Monday, April 23, 2007
The "thrills" of becoming a new manager.
There’s one thing a bit more scary than your first day as a sales manager, it’s your first day as sales manager with the team you were a part of last Friday.
I spent some time at the weekend with a friend who has just been promoted to sales manager within the company he has been selling with for the last 7 years. We spoke about the challenges, the fears, the aspirations and what might be the tricky bits over the next few weeks and months.
His biggest concern was having to carve it all out himself, if you’ve spent the last 7 years on a pre-defined route where people could set thier watch by you, it’s not that easy to be suddenly faced with a huge blank sheet of paper and the freedom to decide how to best do the job.
Apart from the fact that this is one of the very reasons coaching exists, it’s not in his company’s vision to hire people to help with this, therefore all we could have was that friendly chat and see what emerges.

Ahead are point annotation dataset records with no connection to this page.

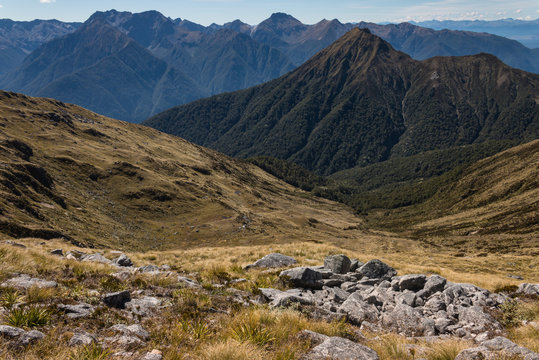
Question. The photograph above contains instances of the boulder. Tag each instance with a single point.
(474, 320)
(131, 330)
(338, 264)
(153, 355)
(24, 281)
(148, 268)
(355, 264)
(123, 260)
(97, 257)
(146, 306)
(77, 311)
(434, 284)
(375, 269)
(413, 282)
(273, 260)
(408, 321)
(58, 252)
(337, 348)
(82, 338)
(117, 299)
(10, 332)
(528, 289)
(303, 277)
(188, 282)
(30, 337)
(357, 310)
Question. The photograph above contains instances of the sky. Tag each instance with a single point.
(253, 12)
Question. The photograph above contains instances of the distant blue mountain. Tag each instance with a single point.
(526, 32)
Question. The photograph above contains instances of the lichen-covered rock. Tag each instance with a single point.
(338, 264)
(273, 260)
(303, 277)
(82, 338)
(123, 260)
(413, 282)
(24, 281)
(117, 299)
(376, 269)
(528, 289)
(337, 348)
(77, 311)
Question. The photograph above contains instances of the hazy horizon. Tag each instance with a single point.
(252, 12)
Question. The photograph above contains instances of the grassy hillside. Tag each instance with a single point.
(67, 172)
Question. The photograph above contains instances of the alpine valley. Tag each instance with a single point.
(347, 191)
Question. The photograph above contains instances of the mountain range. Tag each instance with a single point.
(20, 38)
(524, 31)
(360, 102)
(178, 61)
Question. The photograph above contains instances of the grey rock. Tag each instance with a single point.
(303, 277)
(476, 321)
(188, 282)
(58, 252)
(413, 282)
(30, 337)
(148, 269)
(355, 264)
(153, 355)
(313, 337)
(528, 289)
(409, 321)
(123, 260)
(82, 338)
(434, 284)
(146, 306)
(337, 348)
(77, 311)
(117, 299)
(13, 243)
(358, 311)
(10, 332)
(124, 342)
(97, 257)
(273, 260)
(25, 281)
(375, 269)
(338, 264)
(132, 330)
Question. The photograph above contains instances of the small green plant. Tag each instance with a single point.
(10, 297)
(196, 328)
(253, 333)
(510, 313)
(111, 284)
(28, 317)
(36, 294)
(90, 352)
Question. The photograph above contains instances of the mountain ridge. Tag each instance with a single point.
(360, 101)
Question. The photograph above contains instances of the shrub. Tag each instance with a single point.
(231, 350)
(90, 352)
(28, 317)
(9, 297)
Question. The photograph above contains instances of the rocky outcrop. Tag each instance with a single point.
(24, 281)
(336, 348)
(497, 348)
(273, 260)
(412, 305)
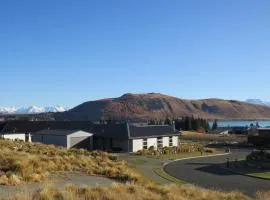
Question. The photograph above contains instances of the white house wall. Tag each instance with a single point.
(137, 145)
(18, 136)
(151, 142)
(175, 141)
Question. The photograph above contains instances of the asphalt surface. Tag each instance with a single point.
(207, 173)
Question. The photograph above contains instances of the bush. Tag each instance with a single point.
(23, 162)
(259, 156)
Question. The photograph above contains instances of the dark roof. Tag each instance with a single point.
(55, 132)
(2, 125)
(220, 130)
(116, 131)
(151, 131)
(34, 126)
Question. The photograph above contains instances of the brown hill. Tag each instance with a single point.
(159, 106)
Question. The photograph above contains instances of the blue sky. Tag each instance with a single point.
(68, 52)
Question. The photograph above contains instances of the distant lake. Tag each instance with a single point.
(223, 123)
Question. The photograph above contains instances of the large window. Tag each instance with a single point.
(170, 141)
(145, 144)
(159, 142)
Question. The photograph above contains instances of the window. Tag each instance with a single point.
(159, 142)
(170, 141)
(144, 143)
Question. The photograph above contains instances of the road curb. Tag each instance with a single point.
(194, 157)
(234, 172)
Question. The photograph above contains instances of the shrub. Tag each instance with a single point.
(23, 162)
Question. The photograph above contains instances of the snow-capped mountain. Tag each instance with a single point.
(258, 102)
(32, 109)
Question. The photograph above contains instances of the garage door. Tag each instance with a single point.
(80, 142)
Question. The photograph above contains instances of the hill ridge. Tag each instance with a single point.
(147, 106)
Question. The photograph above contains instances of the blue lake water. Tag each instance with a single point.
(241, 123)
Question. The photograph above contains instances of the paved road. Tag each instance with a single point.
(206, 172)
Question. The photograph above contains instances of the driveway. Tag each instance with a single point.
(206, 172)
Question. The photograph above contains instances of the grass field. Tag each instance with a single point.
(136, 192)
(24, 161)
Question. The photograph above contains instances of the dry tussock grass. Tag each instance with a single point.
(23, 162)
(136, 192)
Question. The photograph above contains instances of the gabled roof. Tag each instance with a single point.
(151, 131)
(115, 131)
(57, 132)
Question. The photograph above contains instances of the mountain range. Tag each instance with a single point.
(160, 106)
(31, 110)
(258, 102)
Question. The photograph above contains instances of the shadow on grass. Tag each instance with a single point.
(239, 167)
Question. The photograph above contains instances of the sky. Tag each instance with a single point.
(66, 52)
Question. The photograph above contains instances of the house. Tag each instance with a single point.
(124, 137)
(131, 138)
(22, 130)
(220, 130)
(64, 138)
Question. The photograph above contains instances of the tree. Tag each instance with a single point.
(215, 125)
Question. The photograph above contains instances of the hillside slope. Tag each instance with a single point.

I think the hardest thing for new managers to accept is that cloning is not a refined enough science yet, most managers who have been successful salespeople simply want to reproduce themselves, thier style, thier traits, thier approach. In this style thier salespeople pick up points for everything they do that is like the managers style, eg always be closing, and they lose points for whatever differs eg, spending a long time with a customer.
After a while the manager has a long list of “faults” with some salespeople, faults in this instance meaning ” things they don’t do like me” and what do you do with a fault…. you try to fix it, so the salesperson finds themselves being moulded into something they’re not.. and frustration begins to fester.

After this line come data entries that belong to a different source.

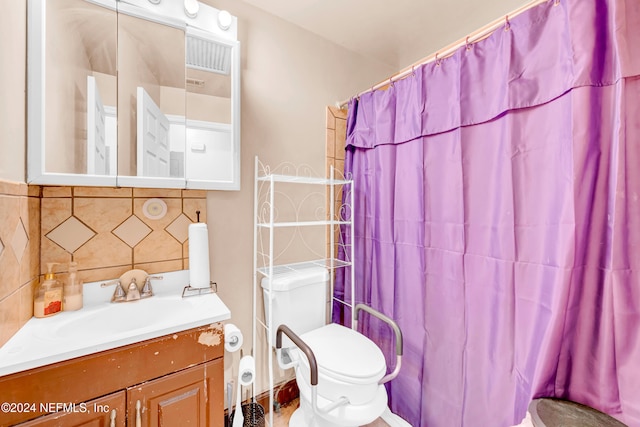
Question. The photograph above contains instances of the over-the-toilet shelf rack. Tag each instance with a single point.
(267, 225)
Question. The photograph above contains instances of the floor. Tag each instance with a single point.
(281, 419)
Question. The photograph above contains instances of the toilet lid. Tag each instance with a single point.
(345, 354)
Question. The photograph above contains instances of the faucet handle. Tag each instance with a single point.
(147, 291)
(133, 293)
(119, 294)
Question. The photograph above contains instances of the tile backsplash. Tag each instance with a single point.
(19, 254)
(107, 231)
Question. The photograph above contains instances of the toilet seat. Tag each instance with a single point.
(345, 355)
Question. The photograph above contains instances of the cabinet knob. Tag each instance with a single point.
(112, 417)
(138, 416)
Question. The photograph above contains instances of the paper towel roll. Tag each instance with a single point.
(232, 338)
(247, 370)
(199, 256)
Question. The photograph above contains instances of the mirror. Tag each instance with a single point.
(151, 90)
(133, 93)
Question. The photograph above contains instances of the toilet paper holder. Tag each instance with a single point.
(190, 291)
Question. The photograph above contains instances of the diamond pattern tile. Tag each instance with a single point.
(132, 231)
(20, 240)
(179, 228)
(71, 234)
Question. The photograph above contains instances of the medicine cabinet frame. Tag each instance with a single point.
(36, 90)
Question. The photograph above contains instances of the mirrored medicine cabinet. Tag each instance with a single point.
(133, 93)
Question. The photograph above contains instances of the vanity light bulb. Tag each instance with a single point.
(191, 8)
(224, 20)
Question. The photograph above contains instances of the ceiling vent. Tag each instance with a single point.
(208, 55)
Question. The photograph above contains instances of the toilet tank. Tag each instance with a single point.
(298, 300)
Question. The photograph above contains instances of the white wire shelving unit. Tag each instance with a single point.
(276, 211)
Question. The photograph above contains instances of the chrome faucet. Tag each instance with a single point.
(132, 293)
(119, 294)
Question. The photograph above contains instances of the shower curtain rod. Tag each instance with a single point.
(474, 37)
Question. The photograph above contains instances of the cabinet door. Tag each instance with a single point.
(193, 397)
(106, 411)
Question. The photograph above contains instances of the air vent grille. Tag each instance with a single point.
(208, 55)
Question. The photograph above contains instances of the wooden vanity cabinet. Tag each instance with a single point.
(95, 413)
(178, 380)
(181, 399)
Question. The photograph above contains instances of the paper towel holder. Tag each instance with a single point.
(190, 291)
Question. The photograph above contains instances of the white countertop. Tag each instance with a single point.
(101, 325)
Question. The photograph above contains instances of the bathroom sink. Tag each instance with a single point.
(101, 325)
(119, 318)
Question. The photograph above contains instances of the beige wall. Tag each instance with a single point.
(13, 48)
(289, 76)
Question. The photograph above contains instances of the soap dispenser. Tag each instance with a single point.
(48, 296)
(72, 289)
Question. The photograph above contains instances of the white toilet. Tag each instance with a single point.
(350, 367)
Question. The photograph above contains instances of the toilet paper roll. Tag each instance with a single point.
(232, 338)
(247, 370)
(199, 256)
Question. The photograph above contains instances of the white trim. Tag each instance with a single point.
(150, 182)
(36, 25)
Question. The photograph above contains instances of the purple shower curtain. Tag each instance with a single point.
(497, 219)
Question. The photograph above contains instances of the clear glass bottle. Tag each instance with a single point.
(47, 300)
(72, 290)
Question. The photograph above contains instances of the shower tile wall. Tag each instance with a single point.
(19, 254)
(107, 233)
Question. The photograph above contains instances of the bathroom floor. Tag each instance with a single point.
(281, 419)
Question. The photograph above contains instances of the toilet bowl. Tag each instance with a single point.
(340, 372)
(350, 366)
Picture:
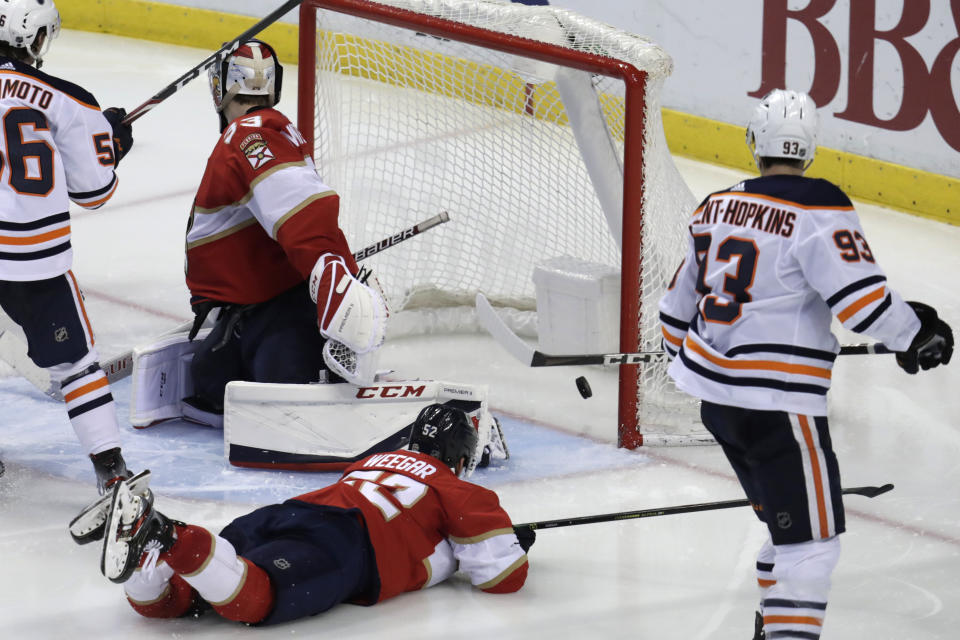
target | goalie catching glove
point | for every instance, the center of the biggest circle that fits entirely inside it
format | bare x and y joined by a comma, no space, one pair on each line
348,311
933,344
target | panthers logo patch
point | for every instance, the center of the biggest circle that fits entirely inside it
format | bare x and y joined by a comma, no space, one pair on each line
255,148
258,154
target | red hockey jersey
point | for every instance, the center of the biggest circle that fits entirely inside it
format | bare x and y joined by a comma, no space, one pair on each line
423,521
262,216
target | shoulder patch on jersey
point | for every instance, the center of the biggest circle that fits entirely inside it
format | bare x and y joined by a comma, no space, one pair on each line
256,150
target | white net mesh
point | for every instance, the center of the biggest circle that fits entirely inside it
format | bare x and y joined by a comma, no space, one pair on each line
408,125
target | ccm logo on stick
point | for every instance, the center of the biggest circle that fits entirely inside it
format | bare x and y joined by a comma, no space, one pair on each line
391,391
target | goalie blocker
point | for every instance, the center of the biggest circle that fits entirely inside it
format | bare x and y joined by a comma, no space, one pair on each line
326,427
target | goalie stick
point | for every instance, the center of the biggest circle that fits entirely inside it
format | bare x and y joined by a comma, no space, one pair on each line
519,349
869,492
215,59
14,352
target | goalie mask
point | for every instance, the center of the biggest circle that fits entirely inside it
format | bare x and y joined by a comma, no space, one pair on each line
29,24
784,125
447,434
252,70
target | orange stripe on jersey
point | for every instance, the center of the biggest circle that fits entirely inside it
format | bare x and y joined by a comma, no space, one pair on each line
83,310
873,296
817,480
37,239
767,365
671,339
760,196
60,91
792,620
97,203
87,388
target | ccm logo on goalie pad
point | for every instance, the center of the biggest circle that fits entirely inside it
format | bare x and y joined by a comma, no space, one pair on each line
405,391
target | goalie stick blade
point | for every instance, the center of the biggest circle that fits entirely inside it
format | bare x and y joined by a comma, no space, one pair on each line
90,523
869,492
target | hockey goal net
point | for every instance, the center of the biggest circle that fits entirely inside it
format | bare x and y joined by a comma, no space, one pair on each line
537,129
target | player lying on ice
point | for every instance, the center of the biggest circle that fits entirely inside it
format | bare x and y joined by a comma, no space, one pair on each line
394,522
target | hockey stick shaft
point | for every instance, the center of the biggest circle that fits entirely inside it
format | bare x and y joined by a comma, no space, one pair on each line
406,234
13,351
215,59
869,492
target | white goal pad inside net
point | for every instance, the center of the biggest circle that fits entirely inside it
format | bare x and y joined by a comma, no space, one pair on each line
531,126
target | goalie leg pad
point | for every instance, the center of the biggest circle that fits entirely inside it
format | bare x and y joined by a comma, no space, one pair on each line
328,427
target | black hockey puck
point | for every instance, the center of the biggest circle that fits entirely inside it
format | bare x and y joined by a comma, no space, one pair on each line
584,387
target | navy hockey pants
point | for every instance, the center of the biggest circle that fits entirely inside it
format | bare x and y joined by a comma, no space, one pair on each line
52,316
786,466
275,341
316,556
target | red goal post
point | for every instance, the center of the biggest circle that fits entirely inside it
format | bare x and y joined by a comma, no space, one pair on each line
444,21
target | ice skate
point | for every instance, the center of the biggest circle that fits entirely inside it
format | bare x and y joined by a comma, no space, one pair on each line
90,523
133,526
110,467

And what’s the best piece of advice i could give my friend having been in this exact position all of 8 years ago… well establish the groundrules… the things that are non arbitary, things like customer calls, how they present themselves at work, reporting structures et al…. establish them hard and early and stick to them, and outside of those basic fundamentals help the salepeople to grow in thier own style.
The basis of sales has always been getting what you want by helping others to get what they want, this holds true for sales managers as well, you succeed by by helping your salespeople to succeed, establish the ground quickly and then help them to prosper and develop between those ditches
And enjoy it... you actually can make a difference.